E così, mentre pian piano si smontano le buone intenzioni, partono invece iniziative di segno molto più chiaro. Il Consiglio dei ministri, infatti alla luce di una informativa del Ministro dell’interno Matteo Piantedosi, ha deliberato il ricorso in Cassazione contro la sentenza della Corte d’Appello di Roma che di fatto aveva dato il via libera alla dicitura “genitore 1 e genitore 2” sulle carte d’identità dei minori. I giudici della Corte di Appello di Roma lo scorso febbraio ordinarono al Viminale di “indicare sulla carta d’identità elettronica del minore” il termine “genitore” o una “dizione corrispondente alle risultanze dello stato civile, in corrispondenza dei nomi”. «Una decisione sbagliata» venne bollata dal vicepremier Salvini, secondo cui «ognuno deve sempre essere libero di fare quello che vuole con la propria vita sentimentale, ma certificare l’idea che le parole “mamma” e “papà” vengano cancellate per legge è assurdo e riprovevole. Questo non è progresso».

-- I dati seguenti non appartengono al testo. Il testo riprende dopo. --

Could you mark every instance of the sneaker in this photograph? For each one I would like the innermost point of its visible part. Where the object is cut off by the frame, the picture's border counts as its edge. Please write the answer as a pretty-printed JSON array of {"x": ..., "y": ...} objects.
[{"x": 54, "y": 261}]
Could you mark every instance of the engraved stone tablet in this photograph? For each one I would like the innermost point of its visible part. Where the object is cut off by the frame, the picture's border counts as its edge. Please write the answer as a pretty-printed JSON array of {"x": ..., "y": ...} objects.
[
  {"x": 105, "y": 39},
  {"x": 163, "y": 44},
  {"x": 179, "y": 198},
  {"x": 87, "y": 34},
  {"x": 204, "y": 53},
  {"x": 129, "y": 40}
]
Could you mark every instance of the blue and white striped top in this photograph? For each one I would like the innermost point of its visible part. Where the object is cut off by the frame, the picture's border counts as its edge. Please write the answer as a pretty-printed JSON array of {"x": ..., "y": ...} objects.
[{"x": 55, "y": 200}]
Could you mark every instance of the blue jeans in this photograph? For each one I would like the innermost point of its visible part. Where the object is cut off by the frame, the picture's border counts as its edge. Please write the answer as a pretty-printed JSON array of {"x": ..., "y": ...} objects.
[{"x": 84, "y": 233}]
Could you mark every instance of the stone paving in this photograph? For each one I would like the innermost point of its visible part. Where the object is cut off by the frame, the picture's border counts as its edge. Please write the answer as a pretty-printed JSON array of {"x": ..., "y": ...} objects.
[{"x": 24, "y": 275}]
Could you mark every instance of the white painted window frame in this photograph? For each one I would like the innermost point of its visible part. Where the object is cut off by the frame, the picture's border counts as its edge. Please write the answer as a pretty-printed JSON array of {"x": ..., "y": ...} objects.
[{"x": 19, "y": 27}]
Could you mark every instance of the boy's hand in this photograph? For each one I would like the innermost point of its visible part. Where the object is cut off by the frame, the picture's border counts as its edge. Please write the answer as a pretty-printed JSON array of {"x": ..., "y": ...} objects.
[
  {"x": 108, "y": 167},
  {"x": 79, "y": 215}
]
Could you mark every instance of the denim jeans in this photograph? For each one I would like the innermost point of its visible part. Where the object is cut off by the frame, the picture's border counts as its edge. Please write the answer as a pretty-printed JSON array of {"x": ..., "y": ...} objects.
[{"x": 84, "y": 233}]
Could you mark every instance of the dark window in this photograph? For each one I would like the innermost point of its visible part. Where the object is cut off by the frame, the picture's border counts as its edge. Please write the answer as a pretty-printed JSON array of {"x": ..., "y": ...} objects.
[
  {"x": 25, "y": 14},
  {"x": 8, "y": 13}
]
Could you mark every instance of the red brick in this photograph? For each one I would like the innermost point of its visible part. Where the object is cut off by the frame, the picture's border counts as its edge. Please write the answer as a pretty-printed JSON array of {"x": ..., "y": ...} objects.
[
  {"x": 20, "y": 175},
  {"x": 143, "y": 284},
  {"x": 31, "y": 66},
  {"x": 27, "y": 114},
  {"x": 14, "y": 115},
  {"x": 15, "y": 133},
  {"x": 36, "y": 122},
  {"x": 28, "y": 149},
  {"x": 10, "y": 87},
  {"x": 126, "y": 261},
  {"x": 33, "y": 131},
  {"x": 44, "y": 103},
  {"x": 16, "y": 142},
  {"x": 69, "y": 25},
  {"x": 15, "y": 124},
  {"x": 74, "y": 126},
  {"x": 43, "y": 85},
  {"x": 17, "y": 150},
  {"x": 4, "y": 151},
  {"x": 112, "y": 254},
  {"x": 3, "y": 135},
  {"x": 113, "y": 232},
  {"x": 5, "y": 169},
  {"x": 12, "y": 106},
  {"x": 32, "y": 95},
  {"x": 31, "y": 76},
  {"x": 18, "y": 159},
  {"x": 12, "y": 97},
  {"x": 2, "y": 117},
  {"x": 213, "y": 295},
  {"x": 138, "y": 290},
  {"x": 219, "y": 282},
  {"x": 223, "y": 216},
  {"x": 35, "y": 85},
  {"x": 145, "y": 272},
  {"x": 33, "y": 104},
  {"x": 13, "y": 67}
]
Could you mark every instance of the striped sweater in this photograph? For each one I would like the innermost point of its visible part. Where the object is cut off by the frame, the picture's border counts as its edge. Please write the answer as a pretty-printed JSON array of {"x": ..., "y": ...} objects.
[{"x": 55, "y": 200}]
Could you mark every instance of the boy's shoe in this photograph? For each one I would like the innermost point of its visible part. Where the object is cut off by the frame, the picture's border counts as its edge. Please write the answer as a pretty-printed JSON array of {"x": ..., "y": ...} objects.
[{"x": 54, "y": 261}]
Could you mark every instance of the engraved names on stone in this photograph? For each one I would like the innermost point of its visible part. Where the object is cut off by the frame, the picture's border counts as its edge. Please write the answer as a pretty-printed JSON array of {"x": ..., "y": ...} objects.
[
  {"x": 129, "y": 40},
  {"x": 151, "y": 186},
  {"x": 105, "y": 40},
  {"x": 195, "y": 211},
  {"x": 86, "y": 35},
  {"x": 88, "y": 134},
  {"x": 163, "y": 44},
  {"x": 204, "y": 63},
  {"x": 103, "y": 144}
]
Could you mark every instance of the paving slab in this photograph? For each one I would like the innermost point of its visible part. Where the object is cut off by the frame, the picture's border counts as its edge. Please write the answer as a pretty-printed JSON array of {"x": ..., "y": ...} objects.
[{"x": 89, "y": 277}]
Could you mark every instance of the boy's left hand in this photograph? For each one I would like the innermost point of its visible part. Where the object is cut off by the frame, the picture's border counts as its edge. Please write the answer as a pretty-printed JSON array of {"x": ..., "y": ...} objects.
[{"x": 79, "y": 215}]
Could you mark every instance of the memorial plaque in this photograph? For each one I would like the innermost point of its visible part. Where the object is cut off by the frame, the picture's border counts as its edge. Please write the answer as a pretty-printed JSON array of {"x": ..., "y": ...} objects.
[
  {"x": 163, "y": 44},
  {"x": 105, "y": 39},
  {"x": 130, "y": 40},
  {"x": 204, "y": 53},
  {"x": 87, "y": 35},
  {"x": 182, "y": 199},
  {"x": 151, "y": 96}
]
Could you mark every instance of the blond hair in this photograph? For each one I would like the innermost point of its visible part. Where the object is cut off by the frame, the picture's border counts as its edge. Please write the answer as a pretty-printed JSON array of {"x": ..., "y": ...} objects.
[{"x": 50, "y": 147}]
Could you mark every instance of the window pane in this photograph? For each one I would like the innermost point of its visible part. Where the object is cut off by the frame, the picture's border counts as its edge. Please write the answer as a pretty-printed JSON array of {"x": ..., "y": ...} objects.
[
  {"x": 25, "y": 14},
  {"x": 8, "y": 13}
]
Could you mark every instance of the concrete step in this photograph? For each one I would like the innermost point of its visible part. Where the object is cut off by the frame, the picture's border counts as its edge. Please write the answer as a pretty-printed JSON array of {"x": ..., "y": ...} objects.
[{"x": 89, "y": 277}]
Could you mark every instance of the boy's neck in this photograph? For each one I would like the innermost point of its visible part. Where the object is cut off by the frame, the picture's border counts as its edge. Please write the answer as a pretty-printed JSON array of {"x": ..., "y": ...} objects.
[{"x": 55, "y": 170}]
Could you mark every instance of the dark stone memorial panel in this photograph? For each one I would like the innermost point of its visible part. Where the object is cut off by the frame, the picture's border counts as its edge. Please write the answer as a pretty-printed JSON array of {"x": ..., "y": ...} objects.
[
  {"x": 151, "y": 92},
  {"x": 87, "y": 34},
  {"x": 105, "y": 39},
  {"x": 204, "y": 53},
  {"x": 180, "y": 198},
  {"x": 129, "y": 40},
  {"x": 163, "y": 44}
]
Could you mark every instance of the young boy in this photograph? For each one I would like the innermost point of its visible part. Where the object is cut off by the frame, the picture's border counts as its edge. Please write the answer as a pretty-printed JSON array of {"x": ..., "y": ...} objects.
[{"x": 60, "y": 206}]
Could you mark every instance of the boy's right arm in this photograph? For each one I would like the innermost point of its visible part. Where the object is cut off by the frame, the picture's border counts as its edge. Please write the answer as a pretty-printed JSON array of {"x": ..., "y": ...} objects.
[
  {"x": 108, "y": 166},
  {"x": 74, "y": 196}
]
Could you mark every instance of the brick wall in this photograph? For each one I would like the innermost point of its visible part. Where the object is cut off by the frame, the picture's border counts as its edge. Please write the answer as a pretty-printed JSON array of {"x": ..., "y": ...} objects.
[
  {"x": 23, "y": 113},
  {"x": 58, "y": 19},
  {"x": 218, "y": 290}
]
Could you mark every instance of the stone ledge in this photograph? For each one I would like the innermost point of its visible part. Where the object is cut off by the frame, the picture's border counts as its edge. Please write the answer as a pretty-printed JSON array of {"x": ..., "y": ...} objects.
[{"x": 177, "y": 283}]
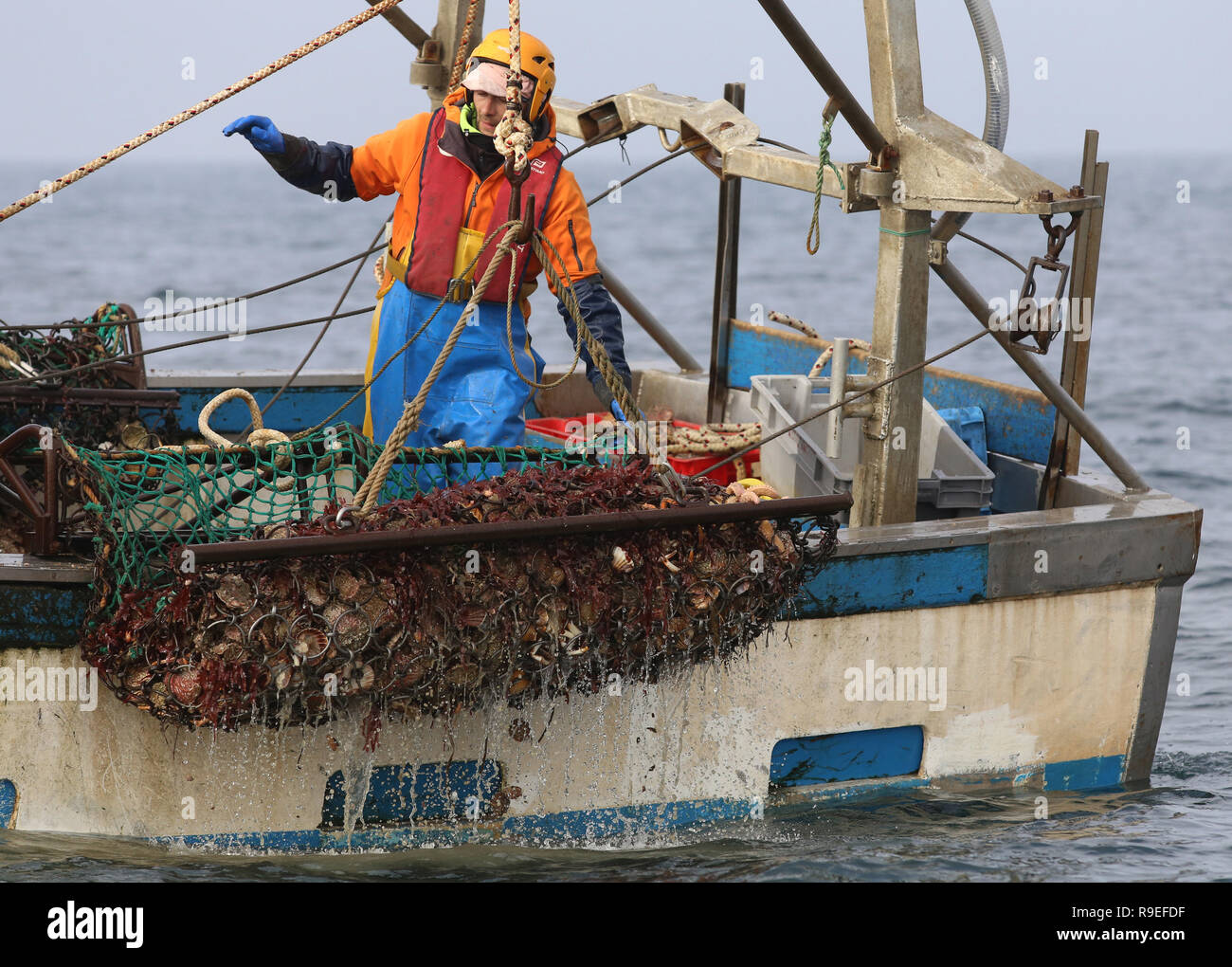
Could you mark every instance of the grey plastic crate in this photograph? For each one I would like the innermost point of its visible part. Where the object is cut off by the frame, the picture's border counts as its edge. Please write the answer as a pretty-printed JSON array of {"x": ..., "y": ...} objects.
[{"x": 951, "y": 477}]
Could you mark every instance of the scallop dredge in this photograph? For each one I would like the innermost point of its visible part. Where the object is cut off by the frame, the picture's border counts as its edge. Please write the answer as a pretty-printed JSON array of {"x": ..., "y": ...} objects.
[{"x": 431, "y": 630}]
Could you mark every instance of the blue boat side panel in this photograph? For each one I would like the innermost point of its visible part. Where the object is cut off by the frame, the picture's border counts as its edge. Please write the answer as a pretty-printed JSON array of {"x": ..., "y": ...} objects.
[
  {"x": 1018, "y": 422},
  {"x": 1100, "y": 772},
  {"x": 878, "y": 753},
  {"x": 760, "y": 349},
  {"x": 296, "y": 410},
  {"x": 8, "y": 803},
  {"x": 407, "y": 794},
  {"x": 42, "y": 615},
  {"x": 853, "y": 585}
]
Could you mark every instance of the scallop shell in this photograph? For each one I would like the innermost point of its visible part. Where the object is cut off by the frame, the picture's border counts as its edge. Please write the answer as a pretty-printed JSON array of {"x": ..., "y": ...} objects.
[{"x": 235, "y": 593}]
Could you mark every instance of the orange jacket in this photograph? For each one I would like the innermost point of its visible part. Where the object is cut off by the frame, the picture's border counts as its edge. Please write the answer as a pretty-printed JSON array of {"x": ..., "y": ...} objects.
[{"x": 389, "y": 163}]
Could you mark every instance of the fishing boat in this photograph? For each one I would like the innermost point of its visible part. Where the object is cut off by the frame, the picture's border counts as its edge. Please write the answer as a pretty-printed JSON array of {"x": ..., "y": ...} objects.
[{"x": 1008, "y": 625}]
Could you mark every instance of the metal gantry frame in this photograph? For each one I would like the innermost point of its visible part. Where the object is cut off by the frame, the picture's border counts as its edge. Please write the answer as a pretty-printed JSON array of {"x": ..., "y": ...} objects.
[{"x": 919, "y": 163}]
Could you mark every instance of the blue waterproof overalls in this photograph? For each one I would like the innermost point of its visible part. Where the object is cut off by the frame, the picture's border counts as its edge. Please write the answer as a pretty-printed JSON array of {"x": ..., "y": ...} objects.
[{"x": 477, "y": 397}]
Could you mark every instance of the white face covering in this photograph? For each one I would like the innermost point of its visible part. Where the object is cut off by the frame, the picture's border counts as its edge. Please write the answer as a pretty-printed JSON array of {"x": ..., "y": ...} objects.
[{"x": 491, "y": 79}]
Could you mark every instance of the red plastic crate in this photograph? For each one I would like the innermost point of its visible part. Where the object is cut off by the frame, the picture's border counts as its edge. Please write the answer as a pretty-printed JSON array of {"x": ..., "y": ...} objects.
[{"x": 555, "y": 428}]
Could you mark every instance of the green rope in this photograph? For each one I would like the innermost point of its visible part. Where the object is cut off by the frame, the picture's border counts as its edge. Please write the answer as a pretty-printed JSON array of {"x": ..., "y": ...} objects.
[
  {"x": 824, "y": 161},
  {"x": 907, "y": 234}
]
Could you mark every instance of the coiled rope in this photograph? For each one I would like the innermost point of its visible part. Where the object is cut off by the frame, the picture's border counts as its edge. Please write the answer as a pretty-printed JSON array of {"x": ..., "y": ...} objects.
[
  {"x": 230, "y": 91},
  {"x": 824, "y": 161},
  {"x": 463, "y": 44},
  {"x": 513, "y": 135},
  {"x": 368, "y": 495}
]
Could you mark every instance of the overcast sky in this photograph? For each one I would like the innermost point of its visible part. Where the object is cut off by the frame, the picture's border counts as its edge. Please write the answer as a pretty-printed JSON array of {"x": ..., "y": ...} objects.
[{"x": 82, "y": 77}]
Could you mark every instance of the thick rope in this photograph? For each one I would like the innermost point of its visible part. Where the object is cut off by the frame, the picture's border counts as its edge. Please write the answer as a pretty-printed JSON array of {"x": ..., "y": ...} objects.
[
  {"x": 463, "y": 44},
  {"x": 105, "y": 159},
  {"x": 509, "y": 329},
  {"x": 370, "y": 492},
  {"x": 713, "y": 439},
  {"x": 259, "y": 437},
  {"x": 824, "y": 161}
]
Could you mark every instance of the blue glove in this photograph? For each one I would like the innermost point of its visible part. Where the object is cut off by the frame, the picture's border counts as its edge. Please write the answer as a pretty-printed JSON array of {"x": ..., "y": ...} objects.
[{"x": 260, "y": 133}]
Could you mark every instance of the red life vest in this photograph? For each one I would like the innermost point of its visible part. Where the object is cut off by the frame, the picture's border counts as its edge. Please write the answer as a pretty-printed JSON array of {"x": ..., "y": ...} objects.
[{"x": 443, "y": 185}]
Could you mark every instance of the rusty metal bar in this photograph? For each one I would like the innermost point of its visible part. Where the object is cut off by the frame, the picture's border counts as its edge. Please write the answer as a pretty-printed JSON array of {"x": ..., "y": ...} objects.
[
  {"x": 644, "y": 318},
  {"x": 727, "y": 250},
  {"x": 1067, "y": 445},
  {"x": 403, "y": 24},
  {"x": 346, "y": 542},
  {"x": 1077, "y": 386},
  {"x": 1043, "y": 379},
  {"x": 825, "y": 75}
]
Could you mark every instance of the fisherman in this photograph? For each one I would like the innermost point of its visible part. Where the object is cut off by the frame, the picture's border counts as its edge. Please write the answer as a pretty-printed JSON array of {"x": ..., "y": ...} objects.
[{"x": 452, "y": 194}]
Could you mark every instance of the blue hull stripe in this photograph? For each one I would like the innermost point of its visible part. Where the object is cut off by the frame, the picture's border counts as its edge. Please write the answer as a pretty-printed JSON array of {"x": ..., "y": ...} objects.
[
  {"x": 1099, "y": 773},
  {"x": 8, "y": 802},
  {"x": 615, "y": 822}
]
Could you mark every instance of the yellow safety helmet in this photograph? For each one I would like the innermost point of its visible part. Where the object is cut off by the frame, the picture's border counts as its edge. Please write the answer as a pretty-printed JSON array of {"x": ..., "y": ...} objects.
[{"x": 537, "y": 63}]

Con Dignitas infinita Papa Francesco torna a parlare di temi etici chiedendo a gran voce lo stop alla maternità surrogata a livello universale e al suicidio assistito. Per quanto riguarda gli omosessuali bisogna evitare ogni ingiusta discriminazione ma la teoria del gender è pericolosissima perché cancella le differenze nella pretesa di rendere tutti uguali. Il documento di Bergoglio ricalca quelli già elaborati e sanciti da Giovanni Paolo II e Benedetto XVI. Avvenire affronta Dignitas infinita con due editoriali. Quello di Riccardo Maccioni sottolinea come non abbia senso per i cristiani difendere la vita nascente e la vita morente ma poi relegare i migranti a questione penale. Mentre Laura Palazzani sottolinea come la dignità sia esente da limiti nel tempo e nello spazio: è in ognuno, da sempre per sempre e ovunque.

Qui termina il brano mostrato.